Q is a good campy movie. It would have been better if there were more scenes of the creature flying around the city and snatching up victims. The subplot about the ritual murders, even though it’s connected to the main plot, does seem to slow things down a bit. I also wish that there had been more splatter, more scenes where fake blood squirts everywhere. The opening scene where the window washer gets his head eaten off by Q is awesome. You see the neck spurting blood all over the clean window.
Except for Moriarty, everybody seems to know that they’re making schlock. The movie has a knowing sense of humor about itself. When Powell and Shepard are discussing what happened to the window washer, Carradine says that maybe his head just came loose and fell off. Somebody else says that the head didn’t just float away like a balloon and the very next shot is a balloon floating in the sky. There’s also a great “BOO!” moment involving a kite.
Q is the type of film that doesn’t get made anymore, a straight-up B-movie that’s meant to be caught on the big screen in some crappy little theater. It’s much better than what we get today- e.g. the 1998 remake of Godzilla. It brings back memories of the campy horror movies released by American International Pictures. This shouldn’t come as a surprise since Samuel Z. Arkoff, one of the founders of AIP, is one of Q‘s executive producers.
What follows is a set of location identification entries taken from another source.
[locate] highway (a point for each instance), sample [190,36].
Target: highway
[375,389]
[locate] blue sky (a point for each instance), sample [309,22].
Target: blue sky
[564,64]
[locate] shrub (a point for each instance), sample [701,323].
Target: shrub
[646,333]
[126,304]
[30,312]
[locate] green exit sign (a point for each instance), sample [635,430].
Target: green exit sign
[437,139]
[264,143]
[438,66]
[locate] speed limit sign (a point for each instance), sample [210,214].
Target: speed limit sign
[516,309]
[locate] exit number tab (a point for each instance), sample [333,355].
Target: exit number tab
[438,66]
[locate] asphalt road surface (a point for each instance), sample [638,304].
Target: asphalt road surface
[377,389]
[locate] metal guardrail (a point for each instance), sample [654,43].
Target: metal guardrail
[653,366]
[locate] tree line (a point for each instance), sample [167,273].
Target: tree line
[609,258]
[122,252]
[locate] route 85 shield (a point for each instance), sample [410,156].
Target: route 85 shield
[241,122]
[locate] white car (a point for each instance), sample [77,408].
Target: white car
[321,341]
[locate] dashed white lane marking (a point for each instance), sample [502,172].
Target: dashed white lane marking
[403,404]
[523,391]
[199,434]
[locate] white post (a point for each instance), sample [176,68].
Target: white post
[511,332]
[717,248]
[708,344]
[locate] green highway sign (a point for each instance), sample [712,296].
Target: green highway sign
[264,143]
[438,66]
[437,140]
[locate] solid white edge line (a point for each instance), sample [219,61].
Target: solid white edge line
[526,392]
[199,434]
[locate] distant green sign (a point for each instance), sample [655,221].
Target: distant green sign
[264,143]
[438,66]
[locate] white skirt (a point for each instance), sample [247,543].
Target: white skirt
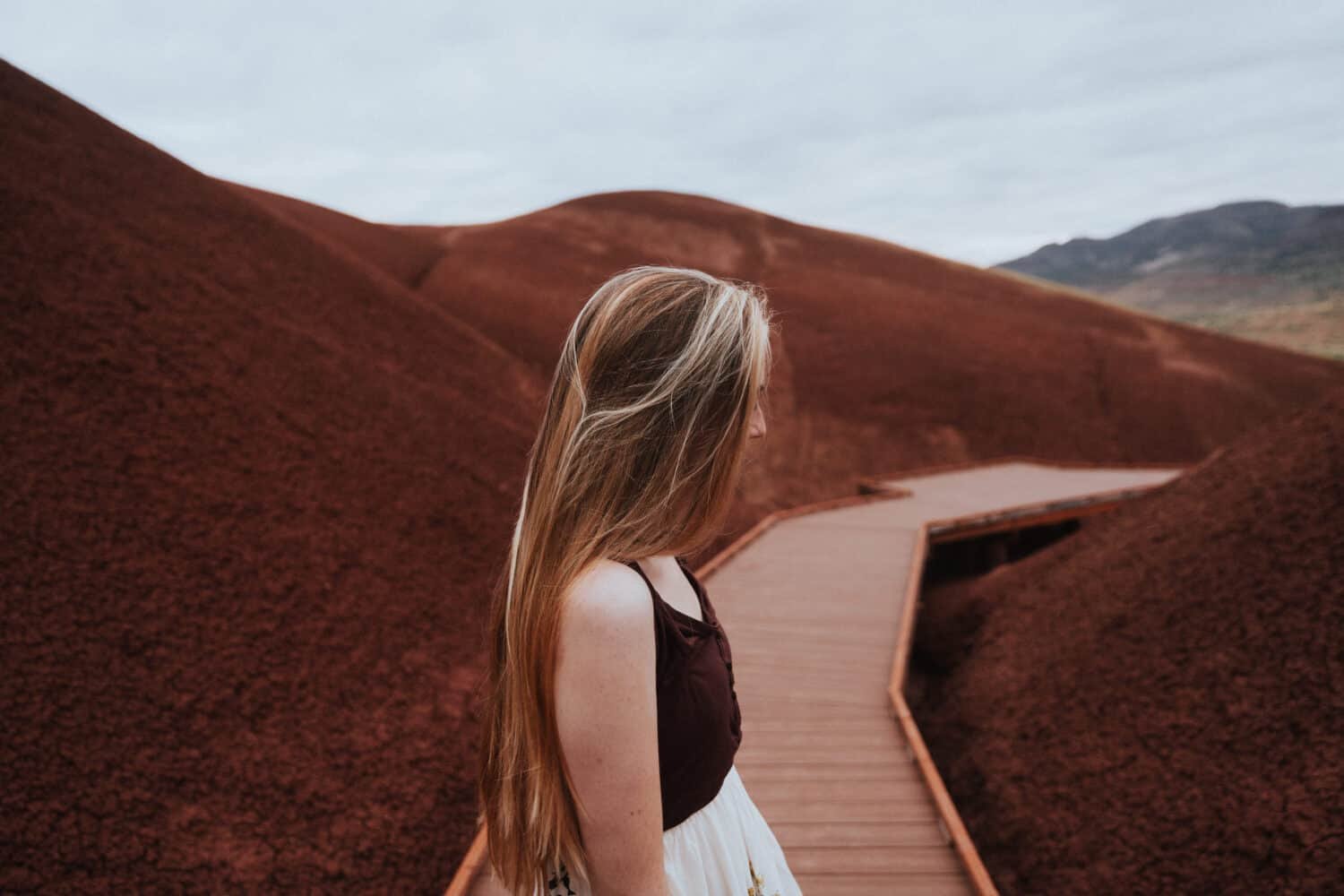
[725,848]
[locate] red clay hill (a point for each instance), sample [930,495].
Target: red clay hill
[1156,704]
[261,462]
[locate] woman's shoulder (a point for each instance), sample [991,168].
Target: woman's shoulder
[607,600]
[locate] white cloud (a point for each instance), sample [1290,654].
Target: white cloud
[967,129]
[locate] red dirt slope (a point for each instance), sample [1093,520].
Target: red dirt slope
[261,460]
[1156,704]
[252,495]
[890,359]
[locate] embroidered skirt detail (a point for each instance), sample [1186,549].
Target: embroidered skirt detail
[725,848]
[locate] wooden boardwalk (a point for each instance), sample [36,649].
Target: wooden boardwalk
[814,600]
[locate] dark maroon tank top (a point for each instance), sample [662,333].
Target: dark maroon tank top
[699,721]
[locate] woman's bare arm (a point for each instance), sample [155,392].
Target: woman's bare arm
[607,708]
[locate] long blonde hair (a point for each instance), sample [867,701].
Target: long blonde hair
[637,454]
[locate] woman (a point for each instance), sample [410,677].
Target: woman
[612,719]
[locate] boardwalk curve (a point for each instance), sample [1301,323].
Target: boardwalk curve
[820,603]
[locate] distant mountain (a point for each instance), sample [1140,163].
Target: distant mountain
[261,461]
[1258,269]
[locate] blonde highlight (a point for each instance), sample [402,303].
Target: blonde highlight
[639,452]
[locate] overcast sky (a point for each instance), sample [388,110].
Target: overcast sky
[973,131]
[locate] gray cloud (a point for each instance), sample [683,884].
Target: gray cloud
[968,129]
This is a man who knew how to put together a great B-movie. He had a formula for making a successful B-movie, “The ARKOFF Formula”. His theory was that a good movie should include Action (excitement and drama), Revolution (controversial or revolutionary ideas), Killing (a degree of violence), Oratory (memorable speeches and dialogue), Fantasy (popular dreams and wishes acted out) and Fornication (sex appeal to both sides).
Q contains all of these elements including the “R” part about controversial ideas. It has something to say about religion and the extremes that some believers will go to in the name of their deity. Director Larry Cohen also touched upon this subject in his 1976 camp mini-classic God Told Me To. I didn’t intend to analyze Q so deeply, but once I read about the “ARKOFF Formula”, I had to. Aside from that, the movie is just a damn good monster movie perfect for Saturday matinee viewing. It’s cinematic junk and makes no apologies for it. That, my friends, is great B-movie making!